Vamos exigir de você o melhor mesmo. O que você quer afinal? Exclusividade? Hahá. Deixa bem claro o que você quer. Escreve bem e diz que era só uma estadia temporária pra acabar com as dependências de uma pedida de um bar da hora mais perdida pra um bar. Para muito atrasada sequer lembrar o endereço da budéga dali da esquina ali que você prometeu que iria engolir umas e seguir em frente. Não era pra ter se fincado ah, no teu orgulho. Era para ter ido adiante porque no outro beco tinham todas as suas vontades surpreendidas de não a ter visto lá. No meio do dia, dizendo, copiando, o "adeus, enjoada" dos outros e o "adeus, maria fulô" pros outros. Ah foi estendida cobrir seus olhos de verdades, naturalmente. Vai, agora volta.

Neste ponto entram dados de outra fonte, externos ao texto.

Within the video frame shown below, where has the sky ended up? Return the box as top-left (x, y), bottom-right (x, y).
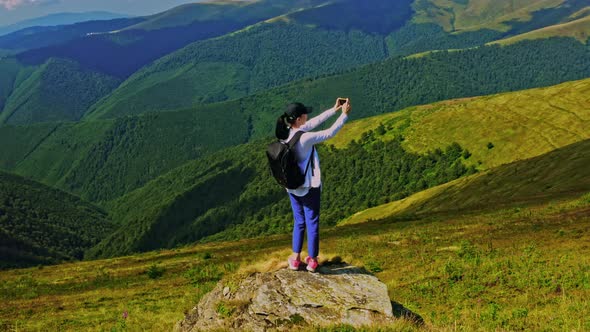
top-left (0, 0), bottom-right (205, 26)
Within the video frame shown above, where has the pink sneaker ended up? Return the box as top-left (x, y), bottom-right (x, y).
top-left (287, 257), bottom-right (301, 271)
top-left (305, 256), bottom-right (320, 272)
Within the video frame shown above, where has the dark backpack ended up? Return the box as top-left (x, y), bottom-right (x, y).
top-left (266, 131), bottom-right (315, 189)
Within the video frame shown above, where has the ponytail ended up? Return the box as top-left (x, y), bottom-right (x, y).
top-left (275, 114), bottom-right (295, 139)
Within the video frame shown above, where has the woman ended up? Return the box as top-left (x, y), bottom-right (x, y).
top-left (275, 98), bottom-right (352, 272)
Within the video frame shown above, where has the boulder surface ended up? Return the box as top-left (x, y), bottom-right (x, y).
top-left (175, 264), bottom-right (394, 331)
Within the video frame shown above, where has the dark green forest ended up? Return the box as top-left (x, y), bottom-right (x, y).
top-left (0, 58), bottom-right (120, 124)
top-left (88, 22), bottom-right (387, 119)
top-left (0, 172), bottom-right (114, 268)
top-left (89, 132), bottom-right (475, 257)
top-left (0, 38), bottom-right (590, 206)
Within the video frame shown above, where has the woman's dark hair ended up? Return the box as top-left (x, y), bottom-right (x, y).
top-left (275, 113), bottom-right (297, 139)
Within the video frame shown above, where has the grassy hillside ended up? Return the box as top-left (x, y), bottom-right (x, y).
top-left (90, 134), bottom-right (473, 257)
top-left (414, 0), bottom-right (588, 32)
top-left (387, 0), bottom-right (589, 56)
top-left (0, 172), bottom-right (113, 269)
top-left (86, 74), bottom-right (590, 256)
top-left (0, 39), bottom-right (590, 205)
top-left (87, 17), bottom-right (386, 119)
top-left (13, 0), bottom-right (326, 79)
top-left (0, 184), bottom-right (590, 331)
top-left (0, 59), bottom-right (120, 124)
top-left (331, 79), bottom-right (590, 168)
top-left (492, 16), bottom-right (590, 45)
top-left (124, 0), bottom-right (321, 30)
top-left (345, 140), bottom-right (590, 223)
top-left (0, 100), bottom-right (250, 202)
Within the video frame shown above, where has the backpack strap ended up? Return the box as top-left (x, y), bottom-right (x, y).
top-left (287, 130), bottom-right (306, 149)
top-left (287, 130), bottom-right (315, 176)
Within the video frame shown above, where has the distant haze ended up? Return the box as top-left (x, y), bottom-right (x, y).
top-left (0, 0), bottom-right (203, 27)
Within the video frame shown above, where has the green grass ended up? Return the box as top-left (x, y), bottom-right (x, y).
top-left (489, 16), bottom-right (590, 45)
top-left (413, 0), bottom-right (564, 32)
top-left (344, 140), bottom-right (590, 223)
top-left (330, 79), bottom-right (590, 169)
top-left (0, 187), bottom-right (590, 331)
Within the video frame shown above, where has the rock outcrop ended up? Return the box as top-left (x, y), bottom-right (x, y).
top-left (176, 265), bottom-right (395, 331)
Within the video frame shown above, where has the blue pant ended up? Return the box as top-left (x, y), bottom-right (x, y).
top-left (289, 188), bottom-right (321, 258)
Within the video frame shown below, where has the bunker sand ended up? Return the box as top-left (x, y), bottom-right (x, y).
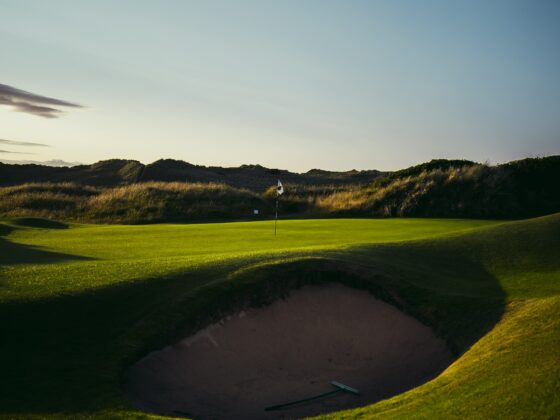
top-left (125, 284), bottom-right (452, 419)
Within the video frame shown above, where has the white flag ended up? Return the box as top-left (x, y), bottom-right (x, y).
top-left (276, 180), bottom-right (284, 195)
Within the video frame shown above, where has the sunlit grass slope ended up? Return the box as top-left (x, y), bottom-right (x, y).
top-left (0, 215), bottom-right (560, 418)
top-left (0, 219), bottom-right (496, 300)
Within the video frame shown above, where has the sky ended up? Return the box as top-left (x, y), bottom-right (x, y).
top-left (0, 0), bottom-right (560, 172)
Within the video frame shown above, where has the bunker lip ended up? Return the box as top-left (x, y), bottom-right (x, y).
top-left (125, 283), bottom-right (453, 419)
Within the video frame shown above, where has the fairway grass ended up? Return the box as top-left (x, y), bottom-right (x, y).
top-left (0, 214), bottom-right (560, 418)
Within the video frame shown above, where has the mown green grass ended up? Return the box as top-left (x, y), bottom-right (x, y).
top-left (0, 215), bottom-right (560, 418)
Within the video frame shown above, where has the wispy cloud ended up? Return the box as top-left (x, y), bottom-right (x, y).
top-left (0, 83), bottom-right (82, 118)
top-left (0, 150), bottom-right (33, 155)
top-left (0, 158), bottom-right (83, 167)
top-left (0, 139), bottom-right (50, 147)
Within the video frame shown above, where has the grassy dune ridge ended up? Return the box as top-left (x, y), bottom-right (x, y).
top-left (0, 214), bottom-right (560, 418)
top-left (0, 156), bottom-right (560, 224)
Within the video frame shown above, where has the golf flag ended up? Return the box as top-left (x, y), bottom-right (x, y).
top-left (276, 180), bottom-right (284, 195)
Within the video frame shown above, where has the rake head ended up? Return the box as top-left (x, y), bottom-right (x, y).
top-left (331, 381), bottom-right (360, 395)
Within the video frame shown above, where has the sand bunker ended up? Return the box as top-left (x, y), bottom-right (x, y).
top-left (125, 284), bottom-right (452, 419)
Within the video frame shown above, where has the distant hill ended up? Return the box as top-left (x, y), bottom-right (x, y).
top-left (0, 159), bottom-right (384, 192)
top-left (0, 156), bottom-right (560, 223)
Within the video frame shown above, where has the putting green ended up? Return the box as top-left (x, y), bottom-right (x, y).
top-left (0, 215), bottom-right (560, 418)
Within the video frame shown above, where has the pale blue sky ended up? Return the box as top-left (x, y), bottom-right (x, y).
top-left (0, 0), bottom-right (560, 171)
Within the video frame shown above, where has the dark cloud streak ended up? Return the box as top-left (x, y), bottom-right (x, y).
top-left (0, 139), bottom-right (50, 147)
top-left (0, 83), bottom-right (82, 118)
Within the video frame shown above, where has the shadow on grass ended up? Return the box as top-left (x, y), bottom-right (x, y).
top-left (11, 217), bottom-right (69, 229)
top-left (0, 244), bottom-right (505, 415)
top-left (0, 222), bottom-right (91, 267)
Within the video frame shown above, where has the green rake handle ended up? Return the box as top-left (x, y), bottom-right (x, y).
top-left (264, 381), bottom-right (360, 411)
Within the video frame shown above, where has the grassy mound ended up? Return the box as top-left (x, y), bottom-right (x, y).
top-left (0, 215), bottom-right (560, 418)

Que beber o próprio cagaço para querer crescer vai ser difícil se fizer isso o tempo inteiro. Não adianta querer crescer sozinha, dá cria pra rima esquisita que sua mente esconde de você que já sabe que vai somar mais uma pro menor entendido que é você novamente implorando pinga que ninguém tem, daquelas que te dá a vida fácil pra cátia maldita. O forro de safar com vida que ela tem, você não tem. Nem a linha do tempo conseguiu arranhar. Imagina então o encontro de quem precisa com o de quem quer fornecer. Pra encantar mesmo. Sem medo de dizer que isso é uma maneira de foder, com o que querem, com o não o querem, mas vão sim. Vão entender, mais uma vez. Já diga de nada, de nada. Tens de ir aos "puteiros", já! Criar outras novelas, parodiar como gostava de fazer. Não abandonar o insignificante toque, "vai...ser gauche na vida!", que tá engasgando aí de novo hein?

Vai de vez cercada das bençãos dos mais pobres animais que te olham por bem ou por mal, vamos te morder se ficar na conveniência, animosidade de quem quer viver o meio gosto, meio amo, meio tá bom, pra ir no segue seco. Não seguirás, que já choveu um saboroso te quero bem daqui.